(582g) Peptide Hydrolysis and the Prebiotic Origin of Functional Peptides

The emergence of functional peptides under plausible prebiotic conditions has been an open scientific question for the origin of life on the prebiotic Earth around 4 billion years ago ^[1]. This research focuses on creating a one-pot system of peptides that is sufficiently simple to form spontaneously under prebiotic conditions, yet adequately complex to demonstrate functionality driven by selection. Hydrolysis of the amide bonds would drive the selection of short functional peptides. Here the function of these short peptides is demonstrated using the aldol reaction, in which glycline and proline based peptides can catalyze carbon-carbon bond formation ^[2] . The results demonstrate that the hydrolysis of oligomers back into monomers could replenish the limited monomer resources and reshuffle the peptide sequences. In this study, NMR analysis was performed to quantify the effects of temperature and pH on amide bond hydrolysis, starting from glycine and alanine containing oligomers.
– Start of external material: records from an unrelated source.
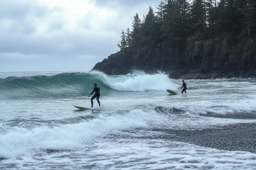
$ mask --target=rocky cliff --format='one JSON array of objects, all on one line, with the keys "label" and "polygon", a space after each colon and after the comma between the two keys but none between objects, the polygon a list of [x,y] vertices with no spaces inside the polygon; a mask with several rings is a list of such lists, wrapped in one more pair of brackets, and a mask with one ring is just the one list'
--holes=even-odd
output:
[{"label": "rocky cliff", "polygon": [[256,39],[237,39],[191,38],[181,47],[163,43],[154,48],[129,47],[110,55],[92,70],[109,75],[160,71],[170,78],[186,79],[256,78]]}]

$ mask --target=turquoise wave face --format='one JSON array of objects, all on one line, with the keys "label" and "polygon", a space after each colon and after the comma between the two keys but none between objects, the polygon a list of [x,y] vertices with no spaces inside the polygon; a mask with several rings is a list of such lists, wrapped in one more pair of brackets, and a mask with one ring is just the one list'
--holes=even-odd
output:
[{"label": "turquoise wave face", "polygon": [[0,99],[67,98],[87,96],[94,83],[105,94],[109,92],[165,91],[179,86],[165,75],[133,74],[108,76],[99,72],[72,72],[54,75],[9,77],[0,78]]},{"label": "turquoise wave face", "polygon": [[[63,73],[53,76],[10,77],[0,78],[0,99],[67,98],[88,95],[96,83],[101,92],[111,88],[101,76],[86,73]],[[89,94],[88,94],[89,93]]]}]

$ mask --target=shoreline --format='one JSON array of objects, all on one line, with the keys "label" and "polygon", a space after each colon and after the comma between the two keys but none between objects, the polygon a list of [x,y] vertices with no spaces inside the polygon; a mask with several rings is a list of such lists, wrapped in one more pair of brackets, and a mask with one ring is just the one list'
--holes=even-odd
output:
[{"label": "shoreline", "polygon": [[[256,119],[256,112],[225,115],[208,113],[205,117],[238,119]],[[165,132],[163,139],[185,142],[201,146],[256,153],[256,122],[239,123],[201,130],[155,129]]]},{"label": "shoreline", "polygon": [[234,73],[231,72],[224,74],[220,72],[202,73],[194,72],[191,70],[175,70],[166,71],[170,78],[184,79],[215,79],[216,78],[255,78],[256,72],[251,71],[247,72]]}]

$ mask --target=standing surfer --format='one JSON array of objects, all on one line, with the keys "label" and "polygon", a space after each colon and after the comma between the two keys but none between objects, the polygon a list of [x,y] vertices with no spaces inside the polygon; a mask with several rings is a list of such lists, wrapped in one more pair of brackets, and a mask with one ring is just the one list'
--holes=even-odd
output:
[{"label": "standing surfer", "polygon": [[183,80],[182,80],[182,86],[180,87],[180,88],[182,89],[183,88],[183,89],[182,89],[182,91],[181,91],[181,93],[183,94],[183,92],[185,92],[185,93],[187,93],[186,92],[186,90],[187,90],[187,84],[186,84],[186,83],[185,83]]},{"label": "standing surfer", "polygon": [[97,101],[98,102],[98,103],[99,103],[99,106],[100,106],[100,100],[99,100],[99,98],[100,98],[100,87],[97,86],[97,83],[93,84],[93,91],[90,94],[90,95],[88,96],[88,97],[90,97],[90,96],[95,92],[95,94],[94,94],[93,96],[92,96],[91,99],[91,102],[92,103],[91,107],[93,107],[93,100],[95,99],[95,97],[96,98],[96,99],[97,100]]}]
The rate constants are obtained by fitting differential equation models solved with MATLAB. The experimental data show that the amide bond hydrolysis is strongly impacted by pH, with hydrolysis promoted under more basic and higher temperature conditions.

References

1. Forsythe, J.G., et al., Ester‐Mediated Amide Bond Formation Driven by Wet–Dry Cycles: A Possible Path to Polypeptides on the Prebiotic Earth. Angewandte Chemie International Edition, 2015. 54(34): p. 9871-9875.
2. List, B., R.A. Lerner, and C.F. Barbas, Proline-catalyzed Direct Asymmetric Aldol Reactions. Journal of the American Chemical Society, 2000. 122(10): p. 2395-2396.